The case of McDowell concerned arms dealing. Arms dealing is, by statute, prohibited conduct. Article 4(2) of the Trade in Goods (Control) Order 2003 [S1.2765/2003] prohibits the export of ‘controlled goods’ such as aircraft, accessories and ammunition without a licence. Article 4(8), however, provides an exception in that the Secretary of State may grant a licence ‘authorising any act otherwise prohibited under this Order’ (emphasis added). Thus, the 2003 Order makes it a criminal offence for anyone to engage in arms dealing without a licence. McDowell did not have a requisite licence and therefore his conduct in dealing in these controlled goods was consequently unlawful.

27.

The Singh case concerned scrap metal dealing. Scrap metal dealing is not prohibited conduct. Section 1 of the Scrap Metal Dealers Act 1964 (‘SMDA 1964’) did not make scrap metal dealing an offence in itself. However, section 1(1) provided that ‘no person shall carry on business as a scrap metal dealer… unless [their particulars] are for the time being entered on the register …’ (emphasis added). Section 1(7) made it an offence for a person to carry on business as a scrap metal dealer without being registered, since it provided:

(7) Any person who carries on business as a scrap metal dealer in contravention of subsection (1) of this section, or who fails to comply with the requirements of subsection (5) shall be guilty of an offence … (emphasis added).

28.

On this basis Mr Talbot submitted that the words of section 1(7) of the SMDA 1964 made clear that it was not the failure to register which was the criminal offence or activity, but the carrying on of business as a scrap metal dealer without registering. The conduct of carrying on business as a scrap metal dealer without being registered constituted an offence.
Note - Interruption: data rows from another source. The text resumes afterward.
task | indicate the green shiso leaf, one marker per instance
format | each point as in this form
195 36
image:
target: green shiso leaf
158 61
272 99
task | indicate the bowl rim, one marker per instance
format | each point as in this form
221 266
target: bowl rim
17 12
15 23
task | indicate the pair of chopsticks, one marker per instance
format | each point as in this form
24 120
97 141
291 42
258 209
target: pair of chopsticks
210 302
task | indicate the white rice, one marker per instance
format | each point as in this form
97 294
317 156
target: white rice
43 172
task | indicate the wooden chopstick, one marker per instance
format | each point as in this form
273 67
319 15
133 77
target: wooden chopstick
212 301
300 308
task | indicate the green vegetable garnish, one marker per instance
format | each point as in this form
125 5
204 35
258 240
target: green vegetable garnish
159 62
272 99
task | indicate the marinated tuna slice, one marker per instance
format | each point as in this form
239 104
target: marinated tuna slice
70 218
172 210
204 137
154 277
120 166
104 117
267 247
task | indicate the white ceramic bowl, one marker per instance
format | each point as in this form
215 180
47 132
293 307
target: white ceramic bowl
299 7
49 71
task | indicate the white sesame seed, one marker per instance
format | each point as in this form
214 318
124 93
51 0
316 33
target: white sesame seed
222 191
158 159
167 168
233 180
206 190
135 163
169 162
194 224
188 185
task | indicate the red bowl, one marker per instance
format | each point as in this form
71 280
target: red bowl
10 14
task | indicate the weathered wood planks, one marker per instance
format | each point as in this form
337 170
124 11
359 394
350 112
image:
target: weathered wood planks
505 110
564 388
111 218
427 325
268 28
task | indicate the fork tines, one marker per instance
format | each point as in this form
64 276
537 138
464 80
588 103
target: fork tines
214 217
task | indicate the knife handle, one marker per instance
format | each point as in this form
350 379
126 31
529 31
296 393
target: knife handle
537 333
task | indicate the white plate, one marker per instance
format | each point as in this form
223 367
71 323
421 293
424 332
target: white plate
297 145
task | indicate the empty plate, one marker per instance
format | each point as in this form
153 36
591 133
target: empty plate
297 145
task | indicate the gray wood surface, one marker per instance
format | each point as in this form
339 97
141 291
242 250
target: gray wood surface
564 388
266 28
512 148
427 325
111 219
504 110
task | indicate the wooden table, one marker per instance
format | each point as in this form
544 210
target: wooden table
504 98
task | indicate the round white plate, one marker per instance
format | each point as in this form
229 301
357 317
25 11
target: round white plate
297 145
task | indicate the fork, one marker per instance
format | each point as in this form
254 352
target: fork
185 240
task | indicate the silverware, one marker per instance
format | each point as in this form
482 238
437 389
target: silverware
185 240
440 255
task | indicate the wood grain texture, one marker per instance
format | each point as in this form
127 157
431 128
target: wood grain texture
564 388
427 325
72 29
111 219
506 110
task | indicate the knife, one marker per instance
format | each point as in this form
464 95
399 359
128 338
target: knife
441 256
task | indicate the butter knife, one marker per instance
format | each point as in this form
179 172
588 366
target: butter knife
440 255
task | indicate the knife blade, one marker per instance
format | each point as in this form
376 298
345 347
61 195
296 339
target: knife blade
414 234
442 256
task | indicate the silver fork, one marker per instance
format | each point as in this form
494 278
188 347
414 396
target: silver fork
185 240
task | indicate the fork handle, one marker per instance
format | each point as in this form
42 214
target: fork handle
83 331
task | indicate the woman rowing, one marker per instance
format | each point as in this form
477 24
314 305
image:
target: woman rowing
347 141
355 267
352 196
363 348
The court concluded that the failure to register provision in section 1(5) of the SMDA 1964 was an ‘alternative means’ of committing the offence under section 1(7) of ‘carrying on business’ illegally, whereas in fact section 1(5) created a separate offence of failing to notify a change of circumstance. In any event, the provisions of section 1(5) could not affect the clear words of the first part of section 1(7).

29.

To the extent that he was inviting us to decide that the case of Singh was wrongly decided, we must decline his invitation. The SMDA 1964 has now been replaced by the Scrap Metal Dealers Act 2013 so the particular case of Singh is of historical interest only. The present case is, however, an illustration of the dangers of an approach by reference to analogy rather than the analysis set out in [34] of McDowell and Singh.

30.

For present purposes, it is sufficient for us to restate our clear view that section 3(1) of the PSIA created and defined a prohibited act and criminalised the activity of engagement in licensable conduct, not simply failing to obtain a licence.

31.

For these reasons we allow the appeal and remit the matter to the Crown Court to proceed afresh with the Prosecution application.